Fig. 4. Alterations in EV secretion pathways upon induction of neuroendocrine differentiation states in prostate cancer and release of BRN2 and BRN4 mRNA in PCa EVs upon ENZ treatment.

A. EVs were isolated from sera of PCa patients with CRPC-Adeno, n=42 and CRPC-NE, n=6. Nanoparticle Tracking Analyses (NTA) of representative CRPC-Adeno (upper left panel) and CRPC-NE (upper right panel) cases showing size and concentration of isolated particles. Lower left: Average particle size and; Lower right: Particle concentration in CRPC-Adeno vs CRPC-NE cases as determined by NTA analyses.

B. Western blot analyses for EV markers CD9, CD63, TSG101 and negative marker GRP94 to confirm the integrity of EVs isolated from sera of CRPC-Adeno (n=7) and CRPC-NE (n=4) cases.

C. Genomic alteration frequencies (left panel) and relative mRNA expression (right panel) for CD9 and CD63 in CRPC-Adeno and CRPC-NE cases in Beltran et al (11) cohort. mRNA data is represented as mean ± SEM.

D. EVs were extracted from conditioned media of LNCaP, LNCaP-AR and ENZ-R cell line followed by RNA isolation and real-time PCR based expression profiling for EV-associated BRN2 and BRN4 mRNA. Data were normalized to GAPDH control and represented as mean ± SEM.

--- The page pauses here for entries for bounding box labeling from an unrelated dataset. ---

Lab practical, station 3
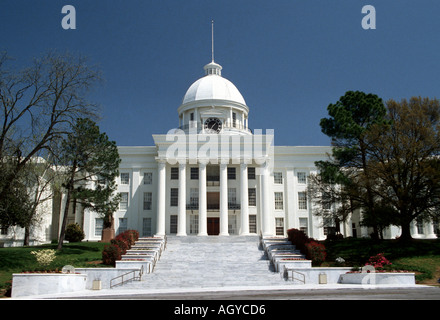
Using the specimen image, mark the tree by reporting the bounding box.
[0,52,100,226]
[58,118,121,249]
[365,97,440,240]
[316,91,386,237]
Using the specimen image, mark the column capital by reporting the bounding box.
[198,158,209,167]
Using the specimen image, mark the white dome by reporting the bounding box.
[182,62,246,105]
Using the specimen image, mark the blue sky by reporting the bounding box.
[0,0,440,146]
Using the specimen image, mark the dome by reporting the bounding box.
[182,62,246,105]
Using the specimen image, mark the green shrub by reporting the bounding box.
[102,244,123,266]
[306,241,327,266]
[65,223,85,242]
[102,230,139,266]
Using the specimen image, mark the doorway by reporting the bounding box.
[207,218,220,236]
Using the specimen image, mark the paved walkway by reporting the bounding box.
[11,236,440,300]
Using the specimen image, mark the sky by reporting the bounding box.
[0,0,440,146]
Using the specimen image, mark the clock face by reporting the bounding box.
[205,118,222,133]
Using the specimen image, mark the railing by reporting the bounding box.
[186,203,241,211]
[110,266,144,289]
[283,266,306,284]
[175,122,252,134]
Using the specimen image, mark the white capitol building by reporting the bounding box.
[0,56,436,246]
[84,60,433,240]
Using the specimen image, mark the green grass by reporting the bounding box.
[324,239,440,284]
[0,242,108,296]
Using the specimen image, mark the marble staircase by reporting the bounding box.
[120,236,287,289]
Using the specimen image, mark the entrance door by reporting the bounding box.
[207,218,220,236]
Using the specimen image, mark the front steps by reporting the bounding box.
[121,236,287,289]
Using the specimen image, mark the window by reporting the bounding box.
[228,215,237,234]
[0,226,9,236]
[249,214,257,233]
[95,218,104,237]
[144,172,153,184]
[119,192,128,210]
[170,214,177,233]
[189,188,199,209]
[248,167,255,180]
[121,173,130,184]
[118,218,128,234]
[248,188,257,207]
[322,192,332,210]
[142,218,153,237]
[170,188,179,207]
[416,219,425,234]
[228,167,235,180]
[323,218,335,236]
[297,172,307,184]
[298,192,307,210]
[189,214,199,234]
[275,192,283,210]
[299,218,308,235]
[171,168,179,180]
[191,167,199,180]
[275,218,284,236]
[273,172,283,184]
[144,192,152,210]
[228,188,237,207]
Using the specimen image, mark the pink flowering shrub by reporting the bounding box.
[365,253,391,269]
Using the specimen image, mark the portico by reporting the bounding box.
[157,159,270,236]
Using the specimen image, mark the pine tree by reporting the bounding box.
[58,118,121,249]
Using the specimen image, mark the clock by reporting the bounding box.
[205,118,222,133]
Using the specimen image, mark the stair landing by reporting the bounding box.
[122,236,286,289]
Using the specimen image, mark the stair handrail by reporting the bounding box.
[110,266,144,289]
[282,266,306,284]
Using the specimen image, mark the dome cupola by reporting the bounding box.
[178,61,251,134]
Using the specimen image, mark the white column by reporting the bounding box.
[426,221,437,239]
[156,161,166,236]
[220,161,229,236]
[198,162,208,236]
[240,163,249,236]
[260,161,272,236]
[177,160,186,236]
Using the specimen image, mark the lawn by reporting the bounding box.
[323,239,440,284]
[0,242,108,297]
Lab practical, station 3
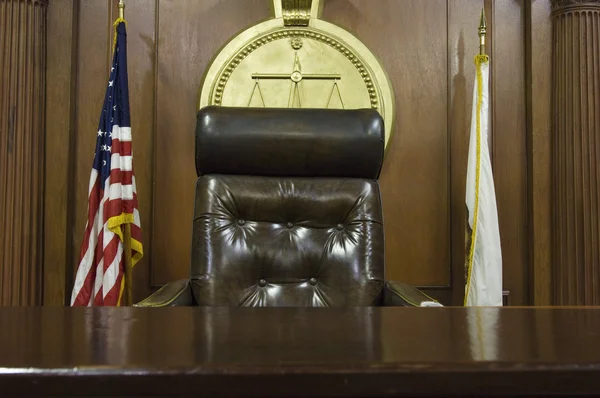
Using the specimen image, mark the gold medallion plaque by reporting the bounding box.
[199,0,394,148]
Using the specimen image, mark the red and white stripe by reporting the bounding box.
[71,125,141,306]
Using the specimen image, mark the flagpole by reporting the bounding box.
[478,7,487,55]
[117,0,133,306]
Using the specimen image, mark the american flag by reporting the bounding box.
[71,20,143,306]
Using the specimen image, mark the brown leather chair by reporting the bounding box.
[137,107,432,307]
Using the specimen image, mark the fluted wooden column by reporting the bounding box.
[552,0,600,305]
[0,0,47,305]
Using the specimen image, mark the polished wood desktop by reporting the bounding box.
[0,307,600,397]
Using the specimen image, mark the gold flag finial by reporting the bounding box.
[479,8,487,55]
[119,0,125,19]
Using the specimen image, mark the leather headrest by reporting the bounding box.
[196,106,385,178]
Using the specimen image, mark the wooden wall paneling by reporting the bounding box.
[525,0,552,306]
[0,1,48,305]
[323,0,450,292]
[448,0,492,305]
[552,0,600,305]
[73,1,110,292]
[150,0,269,286]
[488,1,529,305]
[43,0,79,306]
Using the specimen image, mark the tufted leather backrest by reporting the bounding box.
[191,108,384,307]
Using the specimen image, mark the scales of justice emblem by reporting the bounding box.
[198,0,394,147]
[248,37,344,109]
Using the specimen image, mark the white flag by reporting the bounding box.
[465,55,502,306]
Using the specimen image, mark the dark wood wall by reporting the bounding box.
[0,0,48,306]
[44,0,550,305]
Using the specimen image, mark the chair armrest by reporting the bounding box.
[383,281,443,307]
[134,279,194,307]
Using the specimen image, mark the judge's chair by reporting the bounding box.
[136,107,435,307]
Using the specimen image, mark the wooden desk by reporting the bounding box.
[0,308,600,397]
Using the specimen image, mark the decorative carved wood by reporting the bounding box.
[552,0,600,305]
[0,0,47,305]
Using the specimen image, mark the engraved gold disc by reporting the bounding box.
[199,0,394,148]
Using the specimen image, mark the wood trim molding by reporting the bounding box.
[43,0,79,306]
[552,0,600,12]
[524,0,552,306]
[0,0,48,306]
[552,1,600,305]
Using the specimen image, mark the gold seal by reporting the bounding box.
[199,0,394,148]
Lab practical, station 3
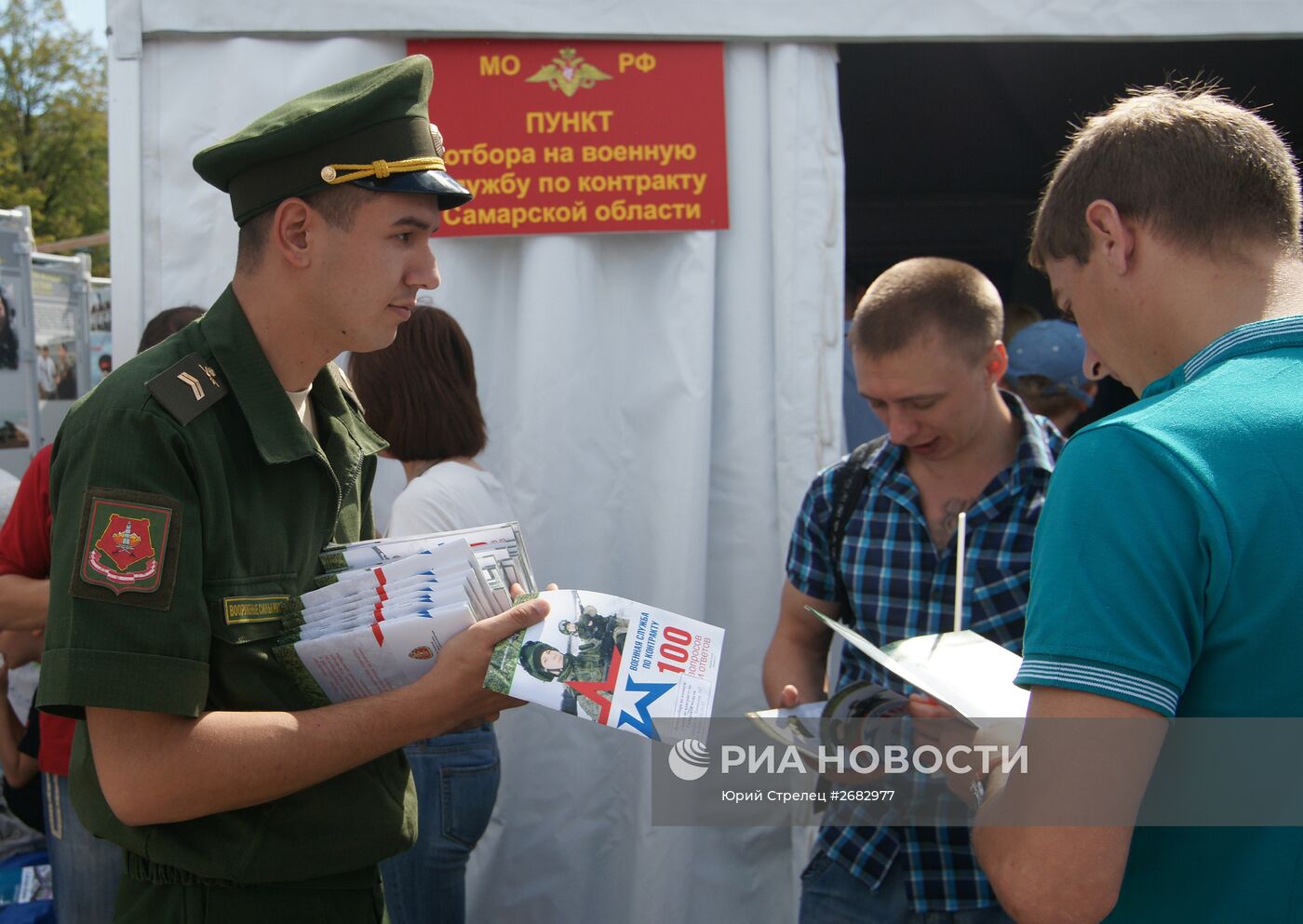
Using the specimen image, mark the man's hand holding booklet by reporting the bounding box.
[276,523,724,743]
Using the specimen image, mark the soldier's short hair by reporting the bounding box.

E. LNCaP-AR ENZR cell line was treated with exosome inhibitor GW4869 (20µM) for 48 hours followed by clonogenicity assay. Representative images from control/GW4869 treated cells are shown above.

F. Expression of indicated genes in cellular (upper) and EV (lower) fractions from RWPE-1, LNCaP and NCI-H660 cells. Data were normalized to GAPDH control and represented as mean ± SEM.